Ora, ele cria a ilusão que nossos problemas decorrem da forma do Estado e de sua corrupção como se nos Estados Unidos fosse diferente. Como se lá também o Estado não fosse comprado pelas grandes corporações. Toda corrupção real é sempre advinda da compra da política pelo mercado. O resto é só mera consequência disso. Na verdade, nossos problemas decorrem da desigualdade e do ódio ao pobre que herdamos da escravidão que nunca foi criticada efetivamente entre nós. A corrupção do Estado, que é real, mas é muito menor que a corrupção do mercado em isenções fiscais, sonegação, juros absurdos etc., é usada para tornar invisível não só a corrupção real dos juros maiores do mundo e da dívida pública que é uma fraude contra a sociedade, mas também para tornar secundário o ódio ao pobre e a desigualdade perversa brasileira. Hoje fica claro que a classe média que saiu as ruas contra o PT não foi contra a corrupção. Se fosse, a corrupção de outros partidos, hoje muito mais visível e comprovada inclusive com alusões a assassinatos como prática normal, teria que ter mandado muito mais dessa gente à rua. Ninguém foi. Então, resta a pergunta: se não foi por conta da corrupção, de onde vem o ódio de parte da classe média mais conservadora ao PT? Ora, a mesma classe média que foi às ruas em um arremedo de “povo” era a mesma que reclamava dos pobres em aeroportos e em shopping centers antes restrito às classes médias. Era o pessoal que odiou essa coisa de pobre estudar em universidade, afinal o privilégio da classe média é baseado no acesso restrito a ela do conhecimento altamente valorizado das universidades, das línguas estrangeiras e tudo o mais que confere alto salário e prestígio. Quando a grande imprensa, que é tanto parte quanto instrumento da elite do saque, começa ilegal e seletivamente a publicar denúncias só contra o PT – e isso foi assim três anos seguidos entre 2013 e 2016 –, a fração protofascista da classe média abraçou a ideia com alegria. Primeiro deu a ela a falsa impressão de que ela é protagonista de alguma coisa na vida e depois o pretexto perfeito para vestir de dignidade seu ódio secular ao pobre que estava ascendendo um pouco de vida. Ao invés de ser visto como o canalha que odeia os pobres e os mais frágeis passa a ser visto como herói da moralidade, como defensor da limpeza ética nacional. Esse é o método de todo fascismo na história: travestir o ódio inconsciente em falsas bandeiras moralistas. Ou seja, serve para racionalizar e justificar o ódio.

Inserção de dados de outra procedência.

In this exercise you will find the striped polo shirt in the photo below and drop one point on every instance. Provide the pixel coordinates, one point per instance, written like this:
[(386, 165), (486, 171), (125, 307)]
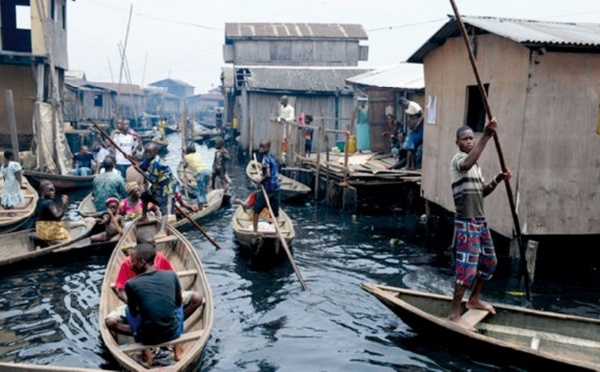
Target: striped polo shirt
[(467, 188)]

No título, você reivindica o reconhecimento do que significou séculos de escravidão no Brasil. Por que essa perspectiva, a seu ver, é mais relevante que outras análises para se compreender os conflitos do país? 

As ideias que sempre serviram para explicar o Brasil foram patrimonialismo, personalismo e populismo. É tudo bobagem e é tudo mentira. É isso que o livro mostra em detalhe e creio que de modo convincente para qualquer leitor que ame a verdade. Patrimonialismo é mentira porque quem rouba é o mercado que compra a política e o judiciário e a imprensa para roubar de verdade e ter uma imprensa para distorcer a realidade para o povo. Um exemplo serve: a farsa da Lava Jato se vangloria de ter restituído um R$ 1 bilhão aos cofres públicos. Ora, só uma isenção fiscal de um grande banco há poucos meses atrás equivaleu a 25 Lava Jatos. Sem contar os trilhões de juros abusivos – os maiores do mundo sem razão para isso – embutidos nos preços de mercado que todos pagamos para o bolso de meia dúzia de bancos e rentistas. Quem é feito de imbecil nesta história? E porque nunca temos uma auditoria da dívida pública? Ora, porque para os especialistas a dívida pública é o roubo real com títulos falsos e fraudulentos. Mas isso não sai na imprensa. Claro, a imprensa é comprada para distorcer o mundo e ver o roubo apenas dos políticos, que ficam na realidade, com a gorjeta do saque da elite do dinheiro. Essas ideias servem para isso, para inverter e distorcer o mundo em favor do saque e da rapina da elite do dinheiro.